A significant finding of the report is its characterization of Sudan, which has been on the terrorism list since 1993. The report praises Sudan’s cooperation with the United States against al-Qaeda and the Islamic State, and Sudan’s denial of its territory for use in fundraising and arms trans-shipment by Hamas, appearing to lay the groundwork for Sudan’s removal from the terrorism list. However, as was the case with the 2015 removal of Cuba from the terrorism list, Sudan’s removal will likely only come in conjunction with a broader, public political reconciliation with Sudan. The likelihood of such a rapprochement has increased because of Sudan’s recent turn away from Iran and Hizballah and toward Saudi Arabia. Sudan is participating in the Saudi-led coalition against the Iran-backed Houthis in Yemen and it joined Saudi Arabia’s anti-terrorism coalition that was announced in late 2015. Were it to solidify its realignment, Sudan could potentially be pivotal to counterterrorism efforts because of its large geographic size and crucial location. Sudan could also potentially help close down arms trans-shipment routes and gather intelligence on several terrorist groups, including: Hamas, al-Qaeda affiliate al-Shabaab, al-Qaeda in the Islamic Maghreb (AQIM), al-Qaeda in the Arabian Peninsula (AQAP), and Islamic State-related factions in Libya and Egypt.
The report is highly critical of the third terrorism list member, Syria.
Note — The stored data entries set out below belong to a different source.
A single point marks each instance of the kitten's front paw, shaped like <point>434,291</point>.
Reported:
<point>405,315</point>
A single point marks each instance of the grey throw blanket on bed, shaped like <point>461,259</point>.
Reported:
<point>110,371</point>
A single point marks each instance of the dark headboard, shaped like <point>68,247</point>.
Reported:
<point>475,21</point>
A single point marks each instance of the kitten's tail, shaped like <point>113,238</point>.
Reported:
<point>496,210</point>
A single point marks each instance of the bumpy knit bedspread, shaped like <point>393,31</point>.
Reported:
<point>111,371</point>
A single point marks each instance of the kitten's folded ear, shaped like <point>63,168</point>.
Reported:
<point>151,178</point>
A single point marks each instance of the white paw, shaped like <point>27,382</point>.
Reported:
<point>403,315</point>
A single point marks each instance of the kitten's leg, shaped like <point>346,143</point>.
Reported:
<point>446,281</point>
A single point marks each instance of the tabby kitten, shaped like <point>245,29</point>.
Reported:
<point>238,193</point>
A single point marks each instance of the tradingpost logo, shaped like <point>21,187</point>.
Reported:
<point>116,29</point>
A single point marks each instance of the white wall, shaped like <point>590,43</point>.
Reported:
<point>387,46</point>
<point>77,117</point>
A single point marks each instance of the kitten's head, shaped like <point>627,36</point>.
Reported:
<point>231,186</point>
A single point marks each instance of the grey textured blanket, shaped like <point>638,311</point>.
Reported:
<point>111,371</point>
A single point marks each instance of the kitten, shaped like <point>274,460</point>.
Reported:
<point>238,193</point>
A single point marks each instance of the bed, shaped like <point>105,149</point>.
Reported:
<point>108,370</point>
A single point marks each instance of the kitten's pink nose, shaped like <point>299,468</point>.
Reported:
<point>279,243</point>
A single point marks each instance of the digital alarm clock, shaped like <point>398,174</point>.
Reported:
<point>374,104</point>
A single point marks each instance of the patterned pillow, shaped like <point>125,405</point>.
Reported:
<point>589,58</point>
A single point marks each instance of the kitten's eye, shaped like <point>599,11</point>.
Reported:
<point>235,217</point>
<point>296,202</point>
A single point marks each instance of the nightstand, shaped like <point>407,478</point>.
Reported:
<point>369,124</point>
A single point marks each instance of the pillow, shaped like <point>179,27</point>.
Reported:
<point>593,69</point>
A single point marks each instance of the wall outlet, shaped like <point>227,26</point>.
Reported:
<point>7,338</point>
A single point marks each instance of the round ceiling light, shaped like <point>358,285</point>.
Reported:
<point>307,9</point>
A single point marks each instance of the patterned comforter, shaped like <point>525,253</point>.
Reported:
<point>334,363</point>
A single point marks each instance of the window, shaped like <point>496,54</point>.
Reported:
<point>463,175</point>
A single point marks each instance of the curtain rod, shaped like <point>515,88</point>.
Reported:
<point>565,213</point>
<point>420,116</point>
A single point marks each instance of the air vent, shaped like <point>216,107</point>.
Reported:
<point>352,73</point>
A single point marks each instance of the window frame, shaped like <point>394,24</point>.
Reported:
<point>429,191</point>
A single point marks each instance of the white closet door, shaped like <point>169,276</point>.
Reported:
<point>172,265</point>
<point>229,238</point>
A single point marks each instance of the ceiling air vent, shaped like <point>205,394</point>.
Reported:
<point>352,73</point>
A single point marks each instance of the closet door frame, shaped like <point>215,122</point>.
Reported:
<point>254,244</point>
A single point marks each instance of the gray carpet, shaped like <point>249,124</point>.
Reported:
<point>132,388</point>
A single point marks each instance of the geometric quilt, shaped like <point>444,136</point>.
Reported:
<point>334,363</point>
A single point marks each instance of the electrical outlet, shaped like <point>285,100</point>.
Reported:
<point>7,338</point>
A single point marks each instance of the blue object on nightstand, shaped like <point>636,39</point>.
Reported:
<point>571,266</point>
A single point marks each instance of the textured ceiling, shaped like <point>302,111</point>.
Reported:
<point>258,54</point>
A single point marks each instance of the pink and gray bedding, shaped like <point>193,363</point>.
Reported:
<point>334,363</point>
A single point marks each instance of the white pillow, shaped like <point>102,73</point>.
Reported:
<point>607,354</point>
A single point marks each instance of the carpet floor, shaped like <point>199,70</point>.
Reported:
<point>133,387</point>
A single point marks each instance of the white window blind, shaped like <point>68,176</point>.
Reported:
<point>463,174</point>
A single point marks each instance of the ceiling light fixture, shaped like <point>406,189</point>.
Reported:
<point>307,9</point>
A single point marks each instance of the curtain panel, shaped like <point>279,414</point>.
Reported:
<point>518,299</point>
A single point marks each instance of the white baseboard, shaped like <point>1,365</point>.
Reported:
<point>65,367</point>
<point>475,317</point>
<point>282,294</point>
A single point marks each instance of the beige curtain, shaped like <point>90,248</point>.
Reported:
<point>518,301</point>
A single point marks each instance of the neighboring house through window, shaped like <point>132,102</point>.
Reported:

The analysis appears intended to further delegitimize the regime of President Bashar al-Assad, and to bolster the U.S. argument that he needs to be replaced. The report, as have past such reports, blames the Assad regime for providing political and armed support to Hizballah and for allowing Iran to rearm Hizballah, calling the regime ‘a staunch defender of Iran’s policies.’ These aspects of Syria’s behavior and linkages to Iran are well-documented elsewhere, insofar as Iran and Hizballah are key actors helping the Assad regime combat the mostly Sunni armed opposition. However, the report goes further than any previous public U.S. assessment in essentially attributing the development of the Islamic State to the support Syria gave to Sunni extremist fighters that attacked U.S. forces during the 2003-2011 U.S. military intervention in Iraq. During that time, Syria apparently allowed Sunni radical Islamists to transit Syria into Iraq as part of an effort to pressure U.S. forces into leaving Iraq. It is clear from the report that, as long as Assad remains in power in Syria, the country will not be removed from the U.S. terrorism list.